"Give me your rose, please, Sally; I don't know just why I want it, but I do. I never could see much sense in fellows wanting to hold on to things like this before."
Sally jumped up suddenly and the little rose fell to the ground.
"Please be careful, Dan, here comes Tante and she may see you. I don't know what she would think."
The girl's movement arrested Mrs. Burton's attention.
She was walking about in the silver night with Senator Graham, whom she had known many years before as a poor boy, with little education, with nearly every handicap, lack of family, of influence and position. He was now one of the distinguished men of the country.

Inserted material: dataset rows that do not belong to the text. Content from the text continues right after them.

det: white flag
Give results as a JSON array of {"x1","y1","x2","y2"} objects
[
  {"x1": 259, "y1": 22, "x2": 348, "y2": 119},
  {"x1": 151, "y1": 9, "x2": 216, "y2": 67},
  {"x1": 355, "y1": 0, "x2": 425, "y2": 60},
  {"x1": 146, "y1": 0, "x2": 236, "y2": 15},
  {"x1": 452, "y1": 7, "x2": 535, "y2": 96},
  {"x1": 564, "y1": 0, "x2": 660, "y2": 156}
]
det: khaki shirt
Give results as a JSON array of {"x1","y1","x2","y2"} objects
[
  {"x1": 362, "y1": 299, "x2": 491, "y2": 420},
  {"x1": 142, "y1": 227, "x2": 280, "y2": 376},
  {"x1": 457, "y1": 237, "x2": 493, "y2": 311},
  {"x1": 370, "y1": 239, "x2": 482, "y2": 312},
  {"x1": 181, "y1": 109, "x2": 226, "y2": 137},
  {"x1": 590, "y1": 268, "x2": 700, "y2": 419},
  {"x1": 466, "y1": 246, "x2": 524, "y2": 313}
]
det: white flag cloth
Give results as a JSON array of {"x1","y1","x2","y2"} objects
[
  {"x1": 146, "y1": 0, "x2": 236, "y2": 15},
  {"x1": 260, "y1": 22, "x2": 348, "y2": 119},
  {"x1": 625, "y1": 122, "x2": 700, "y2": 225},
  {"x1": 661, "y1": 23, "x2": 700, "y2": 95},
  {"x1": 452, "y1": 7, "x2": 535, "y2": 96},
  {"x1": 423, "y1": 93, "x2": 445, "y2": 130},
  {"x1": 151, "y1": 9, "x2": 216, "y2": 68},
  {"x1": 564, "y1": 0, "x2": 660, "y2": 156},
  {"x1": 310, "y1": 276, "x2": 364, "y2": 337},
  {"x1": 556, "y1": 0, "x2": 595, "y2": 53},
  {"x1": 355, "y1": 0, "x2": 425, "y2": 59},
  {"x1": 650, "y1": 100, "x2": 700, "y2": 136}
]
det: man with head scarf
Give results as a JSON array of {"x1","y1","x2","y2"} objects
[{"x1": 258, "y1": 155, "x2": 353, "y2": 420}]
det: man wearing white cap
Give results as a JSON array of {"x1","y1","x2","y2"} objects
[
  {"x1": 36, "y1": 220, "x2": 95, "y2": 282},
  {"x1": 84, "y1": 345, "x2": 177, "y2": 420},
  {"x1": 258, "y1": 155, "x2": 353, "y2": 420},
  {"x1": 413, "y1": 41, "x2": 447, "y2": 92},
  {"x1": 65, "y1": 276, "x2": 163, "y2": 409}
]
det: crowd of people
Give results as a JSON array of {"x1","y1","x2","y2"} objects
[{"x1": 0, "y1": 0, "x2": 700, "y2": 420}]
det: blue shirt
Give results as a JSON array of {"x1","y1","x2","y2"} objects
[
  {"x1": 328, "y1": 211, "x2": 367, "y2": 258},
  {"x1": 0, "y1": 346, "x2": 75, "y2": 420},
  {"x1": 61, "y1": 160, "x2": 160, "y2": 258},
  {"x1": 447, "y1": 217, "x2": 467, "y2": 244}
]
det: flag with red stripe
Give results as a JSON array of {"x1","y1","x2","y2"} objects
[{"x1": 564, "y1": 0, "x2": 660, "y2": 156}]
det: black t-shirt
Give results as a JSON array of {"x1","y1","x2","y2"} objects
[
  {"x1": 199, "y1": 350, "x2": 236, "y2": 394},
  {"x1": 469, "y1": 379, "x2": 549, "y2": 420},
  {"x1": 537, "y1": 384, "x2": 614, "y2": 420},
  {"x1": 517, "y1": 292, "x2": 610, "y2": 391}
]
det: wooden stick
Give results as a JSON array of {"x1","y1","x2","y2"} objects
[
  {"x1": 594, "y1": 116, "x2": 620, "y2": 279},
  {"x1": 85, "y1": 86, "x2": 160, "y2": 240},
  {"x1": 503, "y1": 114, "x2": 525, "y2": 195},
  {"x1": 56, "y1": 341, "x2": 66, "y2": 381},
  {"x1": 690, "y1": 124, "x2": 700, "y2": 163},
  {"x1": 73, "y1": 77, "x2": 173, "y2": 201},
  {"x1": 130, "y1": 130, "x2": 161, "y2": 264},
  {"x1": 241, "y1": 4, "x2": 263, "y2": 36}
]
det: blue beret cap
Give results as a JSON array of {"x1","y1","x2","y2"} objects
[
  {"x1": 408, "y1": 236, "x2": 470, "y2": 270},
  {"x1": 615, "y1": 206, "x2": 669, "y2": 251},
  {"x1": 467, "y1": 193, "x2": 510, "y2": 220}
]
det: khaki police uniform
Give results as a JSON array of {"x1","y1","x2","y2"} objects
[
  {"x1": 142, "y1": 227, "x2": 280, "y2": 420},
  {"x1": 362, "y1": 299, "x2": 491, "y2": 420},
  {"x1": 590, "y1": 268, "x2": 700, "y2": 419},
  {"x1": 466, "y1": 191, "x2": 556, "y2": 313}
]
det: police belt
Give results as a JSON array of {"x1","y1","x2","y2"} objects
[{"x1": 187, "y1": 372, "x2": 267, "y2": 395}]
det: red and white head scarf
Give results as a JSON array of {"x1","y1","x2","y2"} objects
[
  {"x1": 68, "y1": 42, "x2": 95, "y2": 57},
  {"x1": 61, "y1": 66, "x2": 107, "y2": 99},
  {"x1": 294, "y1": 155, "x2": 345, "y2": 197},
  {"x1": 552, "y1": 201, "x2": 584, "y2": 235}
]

"Is that you, Sally and Dan? May I speak to you? Anthony, go back to Betty and see that she rests for a few moments, she is the most tireless hostess in the world! Sally and Dan will escort me to the house if I am not able to walk the few yards alone. And will you tell Betty that if I disappear I have gone up to my own room. I shall listen to the music until the dancing ends and then go to bed. The boat goes back at midnight, so I suppose the dancing can't last much longer."
Mrs. Burton sat down in the hammock between Sally and Dan, slipping a hand into each of theirs.
Dan Webster was her nephew, the son of her twin sister and of the man who had been under the impression that he cared for her before his discovery that they were entirely unsuited, and that the sister, who was her opposite in everything save her personal appearance, was the real love of his life.[*]
[*] See "Camp Fire Girls Amid the Snows."
Sally Ashton was the daughter of two friends of her girlhood.